Individual pathogens will not have effectors to target all NLR-monitored immunity and susceptibility components. Therefore, there will be many nontargeted, and thus silent, effector target/NLR sets in the bottom of the iceberg.

As suggested above, a silent interaction unit consists in its minimal form of four components. However, other interaction units are predicted to involved sensor/helper NLRs or higher order complexes of NLRs [36]. Besides, single immunity/susceptibility components may be targeted by more effectors [118, 119]. The iceberg model is considered to be able to accommodate such more complex units, and the future will show whether it can contribute to a holistic view of these, for instance involving predicted effector targeting of recurrent helpers as well as single effectors targeting more immunity/susceptibility components.
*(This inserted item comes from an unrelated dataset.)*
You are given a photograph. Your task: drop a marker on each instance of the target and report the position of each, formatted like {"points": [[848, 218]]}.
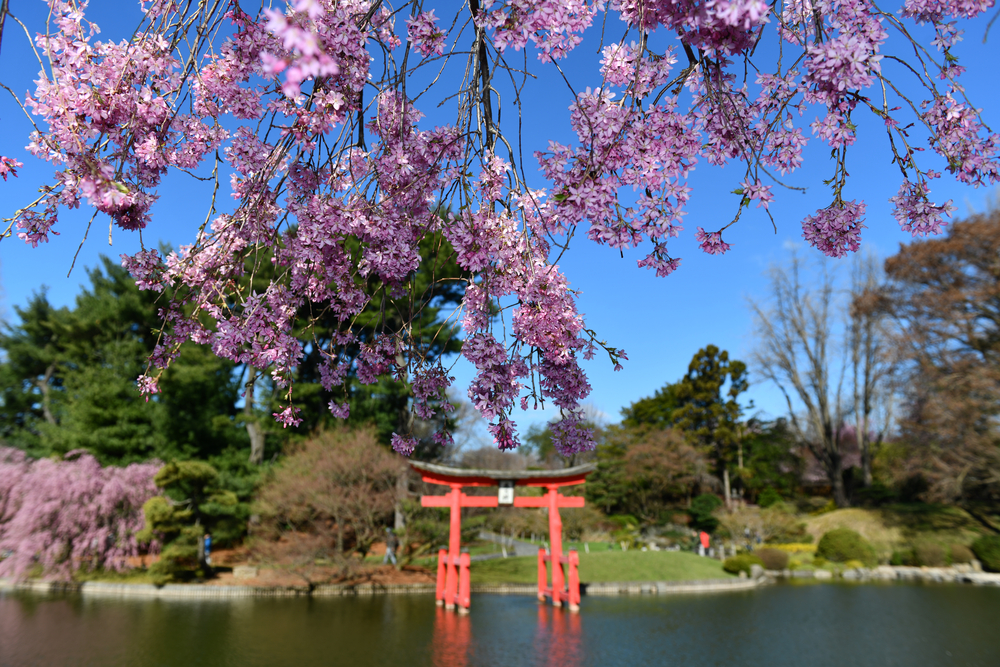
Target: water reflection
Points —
{"points": [[452, 635], [780, 626], [559, 637]]}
Does the iceberg model explain why plants and filamentous pathogens have large numbers of NLRs and effectors? Possibly, yes. The model suggests that pathogens benefit from more 1st ETS effectors, and that plants in the arms race have benefitted from more NLRs, which in turn require more 2nd ETS effectors, stimulating evolution of more NLRs, etc. In this way, plants and pathogens have force one another to undergo gene amplifications leading to the large gene numbers. In other words, in the arms race during the co-evolution of plants and their adapted pathogens, more and more silent interaction units have been placed in the bottom of the iceberg.

Conclusion

An iceberg model is suggested to unify many aspects of ETI and to provide a holistic view of this level of immunity. From the model, a number of thoughts appear that may affect our understanding of the plant immune system and molecular interactions of plants and pathogens:

Many effectors can be shown in silencing studies to contribute significantly to virulence. The iceberg model explains the risk of mis-interpreting this to be due to suppression of PTI, as it suggests many such effectors will be 2nd ETS effectors, which contribute indirectly to virulence and not necessarily by affecting the primary activity of the target.

Knockout mutants affecting cellular processes are often lethal, which is generally taken as evidence that the processes are indispensable. There will be cases where the lethality rather is due to the activation of monitoring NLRs, since the knocked out proteins in fact are pathogen effector targets.

A sub-group of these lethal mutants may be affected in susceptibility components, which are essential for pathogens. It is potentially possible to exploit these mutations for resistance, provided the corresponding NLR genes are knocked out as well.

Nonhost resistance is efficient and durable, and often referred to as an ideal protection against disease. This model can help us decipher individual components of nonhost resistance and learn how to exploit these towards adapted pathogens.

Searching for novel R-genes, by screening collections of plant genotypes for individuals showing lesions after introduction of single effector in the absence of the pathogen, will hardly be a good strategy. The reason is that the pathogen is also likely to express corresponding 2nd ETS effectors, which will suppress the specific NLR-mediated recognition.

Mutant studies of immunity have favoured revealing of components, which are not NLR-monitored in the used gene background. Examples may be NPR1, EDS5, SID2, ALD1, and FMO1. Potentially, NLR-monitored immunity components are PEN1, PEN3, PMR4, and AMSH3.